His anger, his temper, wasn’t his fault. He’d said it was his father. Victoria knew from stories she’d written that men who hit women always had an excuse, but Ben had said he’d get help. That’s what would make a difference, Victoria believed. She was willing to trust him.
But she hadn’t told him about the baby . . .
* * *
They landed at dawn in Sydney, where Victoria spent several hours waiting for a domestic connection to Brisbane. The light was wrong, sinister in some way she didn’t quite understand. She felt frightened again. She shouldn’t be frightened, she told herself. It would be all right. There were no photographers here. No one would hurt her.
Andrew Shaw was waiting at the gate in Brisbane. They’d agreed he’d be carrying a copy of Autumn Leaves, but it wasn’t the edition Victoria was familiar with. She’d picked him anyway: tall, muscled, early forties, faded jeans, and a polo shirt tucked into them, carrying a novel.
He had blond hair and very blue eyes, Victoria notice
d. When he smiled, as he did now, you wanted to smile back.
“I was trying to pick which one was you coming off the plane,” he said, taking her wheeled bag, leaving her with just her satchel over her shoulder.

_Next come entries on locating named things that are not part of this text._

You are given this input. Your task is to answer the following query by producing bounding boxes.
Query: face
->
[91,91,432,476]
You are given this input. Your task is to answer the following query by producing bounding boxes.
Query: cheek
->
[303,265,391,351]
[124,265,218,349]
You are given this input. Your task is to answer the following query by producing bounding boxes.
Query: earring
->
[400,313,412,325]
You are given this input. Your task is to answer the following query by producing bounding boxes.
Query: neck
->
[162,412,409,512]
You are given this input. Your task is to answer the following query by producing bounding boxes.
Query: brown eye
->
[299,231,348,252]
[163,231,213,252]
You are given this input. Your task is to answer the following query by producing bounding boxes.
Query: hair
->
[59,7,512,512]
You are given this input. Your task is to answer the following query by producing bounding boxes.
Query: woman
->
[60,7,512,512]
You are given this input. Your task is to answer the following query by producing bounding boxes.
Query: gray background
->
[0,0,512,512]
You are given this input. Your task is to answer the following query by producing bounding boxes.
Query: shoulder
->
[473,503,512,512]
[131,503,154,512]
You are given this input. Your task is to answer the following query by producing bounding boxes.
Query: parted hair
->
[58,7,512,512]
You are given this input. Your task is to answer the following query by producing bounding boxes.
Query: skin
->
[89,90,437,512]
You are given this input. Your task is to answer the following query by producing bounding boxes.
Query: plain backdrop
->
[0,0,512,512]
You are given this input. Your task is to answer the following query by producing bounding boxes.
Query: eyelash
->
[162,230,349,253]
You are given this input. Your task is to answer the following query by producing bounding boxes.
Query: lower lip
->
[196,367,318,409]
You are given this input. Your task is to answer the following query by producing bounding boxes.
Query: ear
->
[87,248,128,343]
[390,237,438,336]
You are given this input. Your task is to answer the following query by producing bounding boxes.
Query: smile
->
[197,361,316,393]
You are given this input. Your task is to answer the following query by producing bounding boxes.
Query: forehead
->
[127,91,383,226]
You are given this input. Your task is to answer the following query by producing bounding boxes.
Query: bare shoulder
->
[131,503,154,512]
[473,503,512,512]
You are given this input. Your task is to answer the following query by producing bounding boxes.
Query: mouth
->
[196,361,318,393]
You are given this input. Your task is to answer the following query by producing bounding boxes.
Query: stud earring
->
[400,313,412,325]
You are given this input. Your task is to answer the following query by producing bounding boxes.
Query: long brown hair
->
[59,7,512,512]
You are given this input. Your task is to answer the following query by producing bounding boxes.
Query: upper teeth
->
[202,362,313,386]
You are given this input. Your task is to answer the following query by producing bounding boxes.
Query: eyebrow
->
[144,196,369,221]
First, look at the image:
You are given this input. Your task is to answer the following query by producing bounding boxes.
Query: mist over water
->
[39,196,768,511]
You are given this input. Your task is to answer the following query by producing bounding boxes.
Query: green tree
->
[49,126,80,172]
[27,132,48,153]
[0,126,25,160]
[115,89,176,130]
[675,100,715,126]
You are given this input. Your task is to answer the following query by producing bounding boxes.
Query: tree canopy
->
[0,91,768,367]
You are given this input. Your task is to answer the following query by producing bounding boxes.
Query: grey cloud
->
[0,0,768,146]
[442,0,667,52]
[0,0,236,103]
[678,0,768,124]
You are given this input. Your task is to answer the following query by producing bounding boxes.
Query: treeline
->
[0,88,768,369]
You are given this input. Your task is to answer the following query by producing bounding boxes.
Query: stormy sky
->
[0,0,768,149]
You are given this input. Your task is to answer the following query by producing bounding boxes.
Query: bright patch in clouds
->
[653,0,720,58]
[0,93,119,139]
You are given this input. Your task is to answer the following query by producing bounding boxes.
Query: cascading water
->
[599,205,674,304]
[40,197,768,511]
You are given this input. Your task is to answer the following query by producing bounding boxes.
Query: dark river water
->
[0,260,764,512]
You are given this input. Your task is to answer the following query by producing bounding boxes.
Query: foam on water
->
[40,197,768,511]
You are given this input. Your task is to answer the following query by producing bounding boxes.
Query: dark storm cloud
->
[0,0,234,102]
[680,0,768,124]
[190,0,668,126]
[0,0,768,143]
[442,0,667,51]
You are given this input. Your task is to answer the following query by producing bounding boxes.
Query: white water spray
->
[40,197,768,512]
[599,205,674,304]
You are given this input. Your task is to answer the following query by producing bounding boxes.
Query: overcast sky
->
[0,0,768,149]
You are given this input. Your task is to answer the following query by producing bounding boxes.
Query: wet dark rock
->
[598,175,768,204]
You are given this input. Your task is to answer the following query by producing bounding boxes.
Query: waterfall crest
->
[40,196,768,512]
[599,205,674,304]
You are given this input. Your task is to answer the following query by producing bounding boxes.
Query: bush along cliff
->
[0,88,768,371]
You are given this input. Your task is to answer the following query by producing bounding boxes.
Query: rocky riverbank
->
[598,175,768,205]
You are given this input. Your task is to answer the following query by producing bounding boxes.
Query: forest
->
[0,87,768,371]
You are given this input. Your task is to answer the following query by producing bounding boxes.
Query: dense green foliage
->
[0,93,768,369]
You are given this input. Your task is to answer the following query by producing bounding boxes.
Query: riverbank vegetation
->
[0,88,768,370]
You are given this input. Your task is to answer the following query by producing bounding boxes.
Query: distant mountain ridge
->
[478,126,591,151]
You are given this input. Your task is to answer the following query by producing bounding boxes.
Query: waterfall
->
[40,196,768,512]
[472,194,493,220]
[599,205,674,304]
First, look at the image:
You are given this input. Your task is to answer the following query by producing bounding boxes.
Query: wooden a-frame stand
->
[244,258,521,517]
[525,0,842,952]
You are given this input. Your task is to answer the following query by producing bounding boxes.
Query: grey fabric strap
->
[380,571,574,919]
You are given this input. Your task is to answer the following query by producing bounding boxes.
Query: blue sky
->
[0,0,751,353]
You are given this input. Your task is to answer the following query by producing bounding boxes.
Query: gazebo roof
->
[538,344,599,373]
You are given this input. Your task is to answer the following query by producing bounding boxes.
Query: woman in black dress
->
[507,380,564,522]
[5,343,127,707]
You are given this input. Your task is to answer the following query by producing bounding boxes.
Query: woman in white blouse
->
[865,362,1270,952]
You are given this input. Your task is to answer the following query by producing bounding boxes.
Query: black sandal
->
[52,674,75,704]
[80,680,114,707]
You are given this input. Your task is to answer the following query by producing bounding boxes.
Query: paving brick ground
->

“Did you have any near misses?”
“Not really,” he said then. “You’re very pale for Brisbane. But you still don’t look like I thought. I’m glad you recognized me.”
“What did you think?”
“Harder,” he said, “tougher. You’re a journalist.”
“Are journalists hard and tough?” she said.
“Yes,” he said. “Aren’t they?”
He took her down to baggage collection before she realized. “I don’t have any other bags.”
“You travel light,” he said.
“Yes,” she said.
She wasn’t sure she liked him. He had a knowing nature. Was that what Ben had been like at the start? She couldn’t really remember.
They walked out of the terminal into a bright warm day. Victoria took off her jacket and carried it over her arm. She thought she might be sick. Tired, she was so tired. It was only eleven a.m. and yet it felt as if the sun had been up forever. “Isn’t it your winter?”
“We’re having an early spring,” he said.
She stopped walking then. They were on a path to the car, under a tin roof, which was marginally cooler than in the sun. The warmth might be lovely if she weren’t so tired. “I need a minute,” she said.
“Jet lag,” he said. “Gets you at the start.” He took her satchel and jacket, put his arm under hers to support her. “There’s a seat just inside where it’s sure to be cooler. Reckon you can make it?”
She nodded.
He almost lifted her with his left hand, pulling her bag and carrying her other bag and jacket with his right.
He sat her down and said he’d be back. He took her bags with him. Good God, she thought. He might just run off with them.